Reader feedback mechanism

Ravpapa's survey is really interesting: I'm glad he did it.

It seems to me that any mechanism we use for gathering reader input will be gameable: that's inherent and unavoidable. But I don't believe we should let the perfect be the enemy of the good. I think there is real and obvious value in gathering assessments of quality WRT specific articles: it's easy to imagine how we could use that information to drive quality up.

So ultimately -- if gathering reader feedback brings us 100 units of value, but 10 of those units need to be discarded as useless because they're tainted (e.g., controversial articles such as Creationism, Abortion, Scientology) .... we would still be 90 units ahead of where we are today. Which would be great.

FWIW, in my past workplaces (mostly newsrooms) we have tended to use two kinds of quality assessment tools.

1) Quantitative data, collected via survey/questionnaire. The downside of survey/questionnaire data is that it yields non-expert assessments: basically, it gives you people's opinions. But it makes up for its lack of quality by giving you volume -- it scales. You can gather data quickly if you have a large enough readership, and mostly the data is pretty good. You don't get nuance, but you get the basics. With quant/opinion data, you don't want to try to make the data do more than it's capable of. Which means you would 1) aim to collect information that the general public can actually give you -- e.g., you would probably not ask highly specific editorial questions such as "are the sources high-quality" or "are there sufficient citations," and 2) you would interpret the data that comes in as opinion rather than fact -- e.g., "this article seems fair" rather than "this article is fair."

2) Qualitative assessments, generally collected via expert panel or focus group. These are higher-quality measures in that you are asking experts to make the assessment, but they don't scale, they are resource-intensive, and vulnerable to skew if the experts are biased. They are good for deep sampling (what Malcolm Gladwell calls thin-slicing). One example of this in our world would be the assessment done of the German and English Wikipedia articles on mathematics, that I believe was presented at the German Wikipedia Academy in Berlin in 2008. In that assessment, a bilingual mathematics professor did a qualitative analysis of German and English Wikipedia math articles, and made several meta-recommendations designed to advise Wikipedians on how to increase the quality of math articles generally.

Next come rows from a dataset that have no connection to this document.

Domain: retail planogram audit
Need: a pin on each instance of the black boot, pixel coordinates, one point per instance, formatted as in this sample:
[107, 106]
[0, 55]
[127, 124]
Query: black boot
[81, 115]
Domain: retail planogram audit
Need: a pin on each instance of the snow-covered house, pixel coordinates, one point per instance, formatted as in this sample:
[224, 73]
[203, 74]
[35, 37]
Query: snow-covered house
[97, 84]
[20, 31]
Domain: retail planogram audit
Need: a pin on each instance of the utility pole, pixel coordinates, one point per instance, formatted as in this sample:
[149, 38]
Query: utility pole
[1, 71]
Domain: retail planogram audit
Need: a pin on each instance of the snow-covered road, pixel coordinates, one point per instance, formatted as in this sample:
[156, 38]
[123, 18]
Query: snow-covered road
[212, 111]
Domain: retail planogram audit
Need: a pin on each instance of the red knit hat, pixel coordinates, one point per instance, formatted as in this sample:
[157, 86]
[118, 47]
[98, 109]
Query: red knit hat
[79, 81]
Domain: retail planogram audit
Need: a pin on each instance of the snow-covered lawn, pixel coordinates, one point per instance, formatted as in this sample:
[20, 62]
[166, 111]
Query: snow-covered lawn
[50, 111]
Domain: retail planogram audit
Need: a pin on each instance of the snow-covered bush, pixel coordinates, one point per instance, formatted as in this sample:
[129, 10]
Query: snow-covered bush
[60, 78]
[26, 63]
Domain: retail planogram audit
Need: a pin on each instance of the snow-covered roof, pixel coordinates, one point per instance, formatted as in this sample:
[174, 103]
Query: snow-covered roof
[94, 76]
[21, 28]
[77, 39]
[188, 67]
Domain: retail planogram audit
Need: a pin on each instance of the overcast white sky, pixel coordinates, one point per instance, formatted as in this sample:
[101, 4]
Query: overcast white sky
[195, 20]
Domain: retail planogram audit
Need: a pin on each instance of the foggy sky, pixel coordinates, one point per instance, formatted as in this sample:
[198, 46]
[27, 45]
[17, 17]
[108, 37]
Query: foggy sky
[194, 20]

You can't get that kind of information from the survey data.

Ultimately, I think we will need to use both types of measures, because they complement each other. We're using Rate This Article here on the strategy wiki (e.g., at the bottom of this page: http://strategy.wikimedia.org/wiki/Proposal:Volunteer_Toolkit), and I would like to see it, or some version of it, adopted for usage across the projects. I don't know where we would begin with qualitative assessments: it strikes me they might be best done ad hoc by people involved with wiki-projects and/or chapters -- as was the case with the example I gave above.

Sue Gardner20:44, 11 March 2010